Using NAS for Proxmox backups

10 Apr 2023

A few weeks ago , I was very excited to be able to take a snapshot of a virtual machine, copy it across the network from that Proxmox node, copy it back across the network to a different Proxmox node, start it there, and have it up and running, without it noticing it was actually on different hardware.

Backing up a VM is pretty simple, you just click on the node, choose Backup and click the Backup Now button. The ease, and completeness of backing up a VM is one of the main reasons I’m using Proxmox for my systems.

By default, VM backups are saved to the “local drive” - actually the /var/lib/vz directory. This would not be useful if the physical machine dies, but also it’s not convenient to restore to a different machine. Ideally you’d have a central place to store these files that was accessible to all the Proxmox nodes.

This is exactly the situation I’ve setup with my lab, the NAS is the storage for the VM backups.
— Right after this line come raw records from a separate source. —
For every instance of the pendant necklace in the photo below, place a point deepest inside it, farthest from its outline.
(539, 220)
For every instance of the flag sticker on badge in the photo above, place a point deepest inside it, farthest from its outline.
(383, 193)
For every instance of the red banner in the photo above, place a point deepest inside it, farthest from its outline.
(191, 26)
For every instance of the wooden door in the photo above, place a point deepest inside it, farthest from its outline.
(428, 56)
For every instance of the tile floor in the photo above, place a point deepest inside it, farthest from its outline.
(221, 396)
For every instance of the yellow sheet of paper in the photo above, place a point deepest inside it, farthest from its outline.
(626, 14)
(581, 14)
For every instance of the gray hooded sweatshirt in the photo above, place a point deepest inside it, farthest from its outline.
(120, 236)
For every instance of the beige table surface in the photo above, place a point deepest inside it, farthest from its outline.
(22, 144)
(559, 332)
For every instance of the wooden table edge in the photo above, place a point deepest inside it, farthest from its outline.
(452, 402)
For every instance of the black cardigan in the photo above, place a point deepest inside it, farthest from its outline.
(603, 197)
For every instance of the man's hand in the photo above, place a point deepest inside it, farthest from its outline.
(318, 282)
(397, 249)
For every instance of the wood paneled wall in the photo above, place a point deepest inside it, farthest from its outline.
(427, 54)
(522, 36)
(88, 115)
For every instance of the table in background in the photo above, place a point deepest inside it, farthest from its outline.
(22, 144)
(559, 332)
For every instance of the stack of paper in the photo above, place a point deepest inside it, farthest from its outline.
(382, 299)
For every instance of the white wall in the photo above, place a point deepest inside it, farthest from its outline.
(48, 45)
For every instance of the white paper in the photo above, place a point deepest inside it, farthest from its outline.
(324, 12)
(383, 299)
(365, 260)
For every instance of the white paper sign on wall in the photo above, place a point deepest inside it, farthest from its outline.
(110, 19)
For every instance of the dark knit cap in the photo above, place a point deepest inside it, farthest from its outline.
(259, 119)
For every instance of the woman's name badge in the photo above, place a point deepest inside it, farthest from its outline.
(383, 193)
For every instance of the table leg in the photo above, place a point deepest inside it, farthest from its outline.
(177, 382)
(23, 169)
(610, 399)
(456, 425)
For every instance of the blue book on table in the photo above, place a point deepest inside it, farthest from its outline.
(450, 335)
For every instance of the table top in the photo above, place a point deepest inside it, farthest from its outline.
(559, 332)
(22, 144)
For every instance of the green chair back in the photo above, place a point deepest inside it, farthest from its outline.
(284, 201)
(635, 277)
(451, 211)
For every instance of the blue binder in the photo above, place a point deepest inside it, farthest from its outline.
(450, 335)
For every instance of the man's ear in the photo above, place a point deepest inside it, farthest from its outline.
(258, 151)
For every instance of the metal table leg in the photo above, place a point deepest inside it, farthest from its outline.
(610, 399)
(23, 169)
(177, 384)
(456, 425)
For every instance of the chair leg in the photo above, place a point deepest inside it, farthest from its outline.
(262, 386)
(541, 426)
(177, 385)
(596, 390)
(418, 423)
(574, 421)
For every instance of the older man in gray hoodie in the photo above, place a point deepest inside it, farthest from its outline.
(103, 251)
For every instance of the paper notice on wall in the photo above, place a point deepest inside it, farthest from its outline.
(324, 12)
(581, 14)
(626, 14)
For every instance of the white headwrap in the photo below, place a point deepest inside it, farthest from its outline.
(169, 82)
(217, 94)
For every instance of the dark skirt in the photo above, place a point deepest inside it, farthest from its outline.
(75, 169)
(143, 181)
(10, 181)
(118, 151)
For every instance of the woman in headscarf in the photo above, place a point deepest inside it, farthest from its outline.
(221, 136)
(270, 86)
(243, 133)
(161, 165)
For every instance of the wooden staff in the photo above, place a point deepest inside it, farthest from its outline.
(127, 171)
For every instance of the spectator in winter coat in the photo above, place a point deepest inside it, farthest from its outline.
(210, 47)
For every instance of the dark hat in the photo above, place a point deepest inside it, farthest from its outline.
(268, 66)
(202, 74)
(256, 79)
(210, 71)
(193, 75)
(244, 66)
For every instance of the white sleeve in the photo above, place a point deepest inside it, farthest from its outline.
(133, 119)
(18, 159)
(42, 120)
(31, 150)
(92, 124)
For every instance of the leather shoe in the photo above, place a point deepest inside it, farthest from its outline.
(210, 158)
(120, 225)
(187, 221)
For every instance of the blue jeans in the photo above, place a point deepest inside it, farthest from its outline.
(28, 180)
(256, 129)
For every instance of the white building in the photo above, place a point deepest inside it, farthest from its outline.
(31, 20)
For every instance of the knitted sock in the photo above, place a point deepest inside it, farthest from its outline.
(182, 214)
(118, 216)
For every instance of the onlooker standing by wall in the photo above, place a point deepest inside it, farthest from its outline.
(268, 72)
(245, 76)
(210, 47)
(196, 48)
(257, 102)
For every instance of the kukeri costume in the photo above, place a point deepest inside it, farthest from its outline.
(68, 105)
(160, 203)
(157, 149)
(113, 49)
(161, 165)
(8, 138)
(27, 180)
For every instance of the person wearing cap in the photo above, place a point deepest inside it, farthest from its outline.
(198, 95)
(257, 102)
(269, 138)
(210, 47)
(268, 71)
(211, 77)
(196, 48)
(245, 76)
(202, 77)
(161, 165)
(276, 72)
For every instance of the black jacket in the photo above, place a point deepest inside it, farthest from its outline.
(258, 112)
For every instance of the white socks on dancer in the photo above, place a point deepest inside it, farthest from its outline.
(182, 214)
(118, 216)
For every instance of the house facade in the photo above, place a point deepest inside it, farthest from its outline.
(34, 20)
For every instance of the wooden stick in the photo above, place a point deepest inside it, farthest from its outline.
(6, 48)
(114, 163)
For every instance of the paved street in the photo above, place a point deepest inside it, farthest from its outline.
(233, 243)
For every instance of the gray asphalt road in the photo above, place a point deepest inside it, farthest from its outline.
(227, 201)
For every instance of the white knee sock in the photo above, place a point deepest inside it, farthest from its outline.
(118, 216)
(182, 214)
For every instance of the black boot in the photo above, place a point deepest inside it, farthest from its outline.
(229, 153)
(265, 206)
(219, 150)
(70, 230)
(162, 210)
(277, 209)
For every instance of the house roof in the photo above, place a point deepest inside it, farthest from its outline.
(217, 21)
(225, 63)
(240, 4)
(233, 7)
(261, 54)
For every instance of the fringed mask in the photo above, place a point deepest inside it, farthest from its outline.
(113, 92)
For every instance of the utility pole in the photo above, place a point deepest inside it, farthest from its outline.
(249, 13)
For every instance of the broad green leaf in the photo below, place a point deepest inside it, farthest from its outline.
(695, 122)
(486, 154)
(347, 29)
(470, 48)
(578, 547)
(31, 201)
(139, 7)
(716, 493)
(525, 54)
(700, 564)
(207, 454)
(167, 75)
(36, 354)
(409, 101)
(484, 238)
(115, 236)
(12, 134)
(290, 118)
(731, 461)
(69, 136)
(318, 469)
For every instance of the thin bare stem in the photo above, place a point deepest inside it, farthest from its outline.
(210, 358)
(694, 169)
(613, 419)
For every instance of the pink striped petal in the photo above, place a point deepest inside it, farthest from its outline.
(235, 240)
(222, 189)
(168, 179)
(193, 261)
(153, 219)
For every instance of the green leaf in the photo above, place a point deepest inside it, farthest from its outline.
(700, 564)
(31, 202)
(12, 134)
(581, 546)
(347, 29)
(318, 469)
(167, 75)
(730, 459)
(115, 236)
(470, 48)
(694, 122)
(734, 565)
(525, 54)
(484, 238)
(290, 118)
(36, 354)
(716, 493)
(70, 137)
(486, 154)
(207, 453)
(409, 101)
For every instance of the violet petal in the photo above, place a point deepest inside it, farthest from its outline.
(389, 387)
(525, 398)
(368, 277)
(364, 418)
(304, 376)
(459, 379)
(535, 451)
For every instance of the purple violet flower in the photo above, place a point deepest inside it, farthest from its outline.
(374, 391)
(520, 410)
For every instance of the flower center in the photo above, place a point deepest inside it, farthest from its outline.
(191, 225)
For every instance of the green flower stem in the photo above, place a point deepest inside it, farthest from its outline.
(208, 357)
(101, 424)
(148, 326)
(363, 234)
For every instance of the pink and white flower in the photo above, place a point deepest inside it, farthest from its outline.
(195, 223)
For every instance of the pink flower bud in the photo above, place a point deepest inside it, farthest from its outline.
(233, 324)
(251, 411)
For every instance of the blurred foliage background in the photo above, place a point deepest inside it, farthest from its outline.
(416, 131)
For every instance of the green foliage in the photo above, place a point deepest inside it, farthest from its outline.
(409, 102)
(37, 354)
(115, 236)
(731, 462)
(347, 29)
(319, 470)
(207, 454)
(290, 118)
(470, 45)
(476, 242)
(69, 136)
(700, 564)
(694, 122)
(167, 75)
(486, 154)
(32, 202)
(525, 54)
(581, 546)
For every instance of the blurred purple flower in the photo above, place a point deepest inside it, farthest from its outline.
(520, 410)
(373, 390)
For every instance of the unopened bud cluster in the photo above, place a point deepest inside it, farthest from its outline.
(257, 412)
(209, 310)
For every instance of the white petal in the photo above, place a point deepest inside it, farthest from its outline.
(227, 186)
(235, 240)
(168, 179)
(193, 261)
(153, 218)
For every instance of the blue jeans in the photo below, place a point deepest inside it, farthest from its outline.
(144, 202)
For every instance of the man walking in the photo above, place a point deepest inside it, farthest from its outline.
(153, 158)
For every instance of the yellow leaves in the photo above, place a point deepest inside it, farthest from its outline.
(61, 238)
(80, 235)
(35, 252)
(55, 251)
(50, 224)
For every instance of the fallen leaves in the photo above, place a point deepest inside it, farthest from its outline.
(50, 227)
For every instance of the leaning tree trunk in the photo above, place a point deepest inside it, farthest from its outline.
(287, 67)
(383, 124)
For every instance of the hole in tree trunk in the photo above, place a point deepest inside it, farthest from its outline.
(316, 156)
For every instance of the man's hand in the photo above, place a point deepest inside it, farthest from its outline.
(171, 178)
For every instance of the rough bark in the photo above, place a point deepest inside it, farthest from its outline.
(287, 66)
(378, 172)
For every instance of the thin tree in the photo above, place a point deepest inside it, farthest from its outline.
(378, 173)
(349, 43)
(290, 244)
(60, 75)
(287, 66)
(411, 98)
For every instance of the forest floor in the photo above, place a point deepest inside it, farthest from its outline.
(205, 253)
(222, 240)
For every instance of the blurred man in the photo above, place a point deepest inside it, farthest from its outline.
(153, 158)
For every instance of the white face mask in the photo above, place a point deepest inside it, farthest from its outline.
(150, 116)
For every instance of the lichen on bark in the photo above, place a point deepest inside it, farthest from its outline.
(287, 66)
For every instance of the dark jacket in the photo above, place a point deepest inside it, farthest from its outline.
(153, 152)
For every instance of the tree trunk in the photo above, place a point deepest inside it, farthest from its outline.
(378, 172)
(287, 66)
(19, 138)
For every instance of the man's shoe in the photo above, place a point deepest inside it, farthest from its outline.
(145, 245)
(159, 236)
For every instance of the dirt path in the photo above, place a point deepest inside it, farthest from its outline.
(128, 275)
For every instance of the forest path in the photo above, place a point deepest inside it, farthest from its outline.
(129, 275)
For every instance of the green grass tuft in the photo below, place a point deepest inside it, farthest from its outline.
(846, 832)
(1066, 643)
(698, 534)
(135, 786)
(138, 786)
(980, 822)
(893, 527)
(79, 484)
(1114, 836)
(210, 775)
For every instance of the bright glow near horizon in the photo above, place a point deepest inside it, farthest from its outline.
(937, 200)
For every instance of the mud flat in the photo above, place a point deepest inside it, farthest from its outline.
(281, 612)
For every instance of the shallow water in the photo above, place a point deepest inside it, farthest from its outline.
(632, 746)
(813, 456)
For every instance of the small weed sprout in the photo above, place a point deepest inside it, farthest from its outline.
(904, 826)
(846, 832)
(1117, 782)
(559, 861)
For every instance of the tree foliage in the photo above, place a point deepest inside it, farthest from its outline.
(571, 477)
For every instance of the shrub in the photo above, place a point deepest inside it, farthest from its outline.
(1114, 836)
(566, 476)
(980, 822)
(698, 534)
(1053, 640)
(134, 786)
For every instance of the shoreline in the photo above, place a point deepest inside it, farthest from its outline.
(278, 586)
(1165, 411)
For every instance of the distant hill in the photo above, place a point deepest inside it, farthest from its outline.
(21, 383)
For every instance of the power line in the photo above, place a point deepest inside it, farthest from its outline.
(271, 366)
Each of the Proxmox nodes uses the same directory for backups, so moving a machine from one node to another is a simple as backing it up on one node, stopping the VM, and restoring it on another node just by choosing the backup file to restore in the web GUI.

Steps

Proxmox can use all sorts of shares as a location for backups (and other files such as the ISO’s used to boot new machines), but the simplest is probably NFS . This is also straightforward to do from the Synology NAS.

In the web interface for the NAS, go into Control Panel, Shared Folder and create a new shared folder. I called mine Proxmox. One of the tabs there is for NFS permissions - just add the IP address of the Proxmox node that you’d life to access the folder.

It’s not much harder from the Proxmox end. Although the storage you add will appear at the node level in the Server View of the web GUI, it is added at the Datacenter level.

Go into Storage, select Add and choose NFS.

Then enter an ID (this will be the name of the storage in Proxmox) and the IP address. If you wait half a second, then you can click the dropdown for all the folders that are shared from that IP address.

The last field is content - this refers the the type of Proxmox stuff you want to keep in there - for backups, you just need VZDumps, but I usually click on everything since I’ll also use it for ISOs for new VMs and templates for LXCs.

Once you’ve added that, the storage will appear in the server view, but also as an option when you go into Backup for a VM and select Backup Now.